After being subjected to the taste of coal in the air and statements about the inevitability of continued coal use for almost two weeks, at last we have exciting news from the Canadian province of Ontario. The provincial government has just announced it will switch off its last active coal-fired power plant within weeks.
This will make Canada’s most populous province the first jurisdiction in the world to complete a coal phase-out. Just 10 years ago coal was 27% of the energy mix in Ontario’s power sector, with a total capacity of 7,500 MW. This week’s announcement is an example of how political will, spurred by public concern and combined with smart policies supporting energy efficiency and renewables, can help break coal addiction. As a result, smog, dust and mercury levels have already fallen substantially, and GHG emissions from the Ontario electricity sector were slashed by 75%, making this the largest carbon reduction project in North America.
Note that this feat was achieved despite a federal policy environment in Canada that is entirely hostile to climate action and has been moving the country in the opposite direction. Case in point: in the same period of the coal phase-out unfolded in Ontario, emissions from tar sands oil, a resource aggressively promoted by the federal Conservative government, soared by roughly the same amount that the Ontario coal phase-out saved.

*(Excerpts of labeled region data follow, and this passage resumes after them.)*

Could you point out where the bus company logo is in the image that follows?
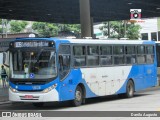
[130,9,142,20]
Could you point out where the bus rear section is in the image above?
[9,38,157,106]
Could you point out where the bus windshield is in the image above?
[10,49,57,79]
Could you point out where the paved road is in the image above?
[0,87,160,120]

So in effect the additional emissions from tar sands exploitation have cancelled the gains from Ontario’s flagship climate action program.
Federally promoted tar sands growth is also the single biggest reason why Canada’s own estimated emissions growth is 20% above the target pledged in Copenhagen.

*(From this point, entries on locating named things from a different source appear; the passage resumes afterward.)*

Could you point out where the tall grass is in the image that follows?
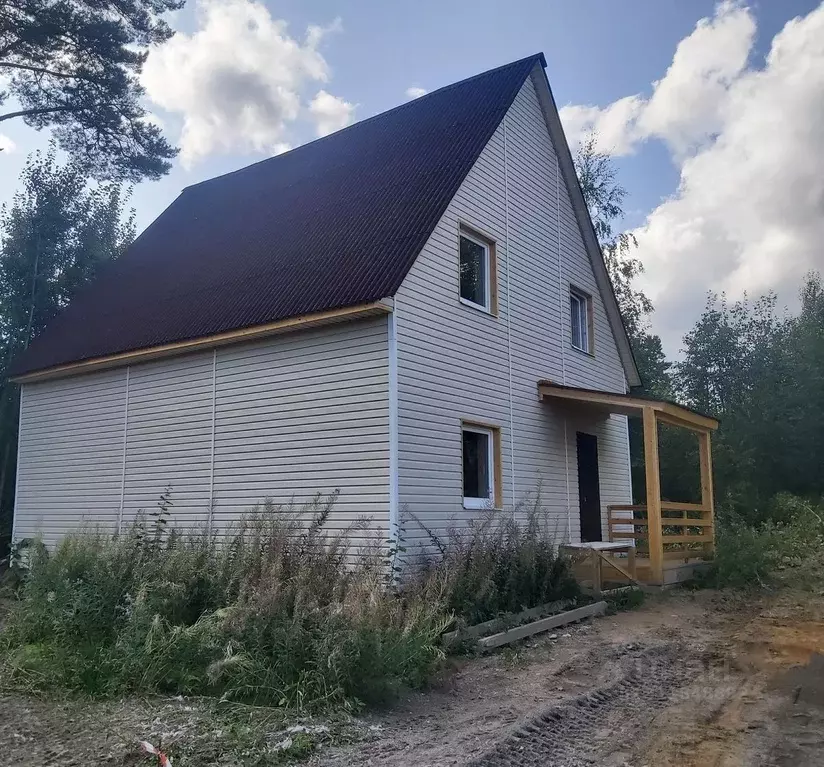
[2,501,449,709]
[412,502,581,625]
[0,493,578,711]
[708,493,824,590]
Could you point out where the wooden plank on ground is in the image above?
[478,602,607,650]
[442,600,569,642]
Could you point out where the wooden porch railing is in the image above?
[607,501,715,584]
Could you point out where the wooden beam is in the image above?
[478,602,607,650]
[698,432,715,550]
[658,412,718,434]
[12,301,392,383]
[643,407,664,585]
[538,380,718,433]
[661,501,709,511]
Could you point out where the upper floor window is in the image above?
[569,288,592,354]
[460,227,496,314]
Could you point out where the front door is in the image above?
[578,431,602,542]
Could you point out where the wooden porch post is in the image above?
[643,407,664,586]
[698,431,715,552]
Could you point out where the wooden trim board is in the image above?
[12,301,392,383]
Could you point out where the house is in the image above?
[8,55,711,584]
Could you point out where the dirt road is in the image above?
[0,592,824,767]
[319,592,824,767]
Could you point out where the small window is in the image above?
[463,424,500,509]
[569,290,592,354]
[460,228,495,312]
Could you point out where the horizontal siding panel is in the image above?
[396,73,630,552]
[15,317,389,545]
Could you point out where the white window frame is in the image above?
[569,288,592,354]
[461,422,497,509]
[458,227,493,314]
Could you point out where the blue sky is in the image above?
[0,0,820,349]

While it’s a good thing the new Canadian environment minister decided to attend the Warsaw COP, ECO wants to remind her that claiming to play a leadership role on climate is not the same as actually being a leader. Perhaps she should have a word with her Ontario counterpart. Here are some relevant ideas for real climate action: promoting renewables and energy efficiency, getting rid of fossil fuel subsidies, phasing out coal and reversing oil growth are all good.

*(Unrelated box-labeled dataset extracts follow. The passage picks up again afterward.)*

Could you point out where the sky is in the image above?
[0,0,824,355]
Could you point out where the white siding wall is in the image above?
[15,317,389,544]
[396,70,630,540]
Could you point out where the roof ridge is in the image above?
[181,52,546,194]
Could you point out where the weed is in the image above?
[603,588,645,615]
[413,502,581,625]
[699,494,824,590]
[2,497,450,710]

At the same time we are celebrating the Ontario announcement as a clear sign that the end of the coal era is coming, there are also encouraging signs internationally.
Yesterday the UK announced they would build on the new US policy to end financing of coal-fired power plants abroad. As the energy and climate minister rightly pointed out, ‘It is completely illogical for countries like the UK and the US to be decarbonizing our own energy sectors while paying for coal-fired power plants to be built in other countries’. Now it’s time for Japan, Germany and other countries that continue to finance coal abroad to join this positive effort to phase out global fossil fuel subsidies.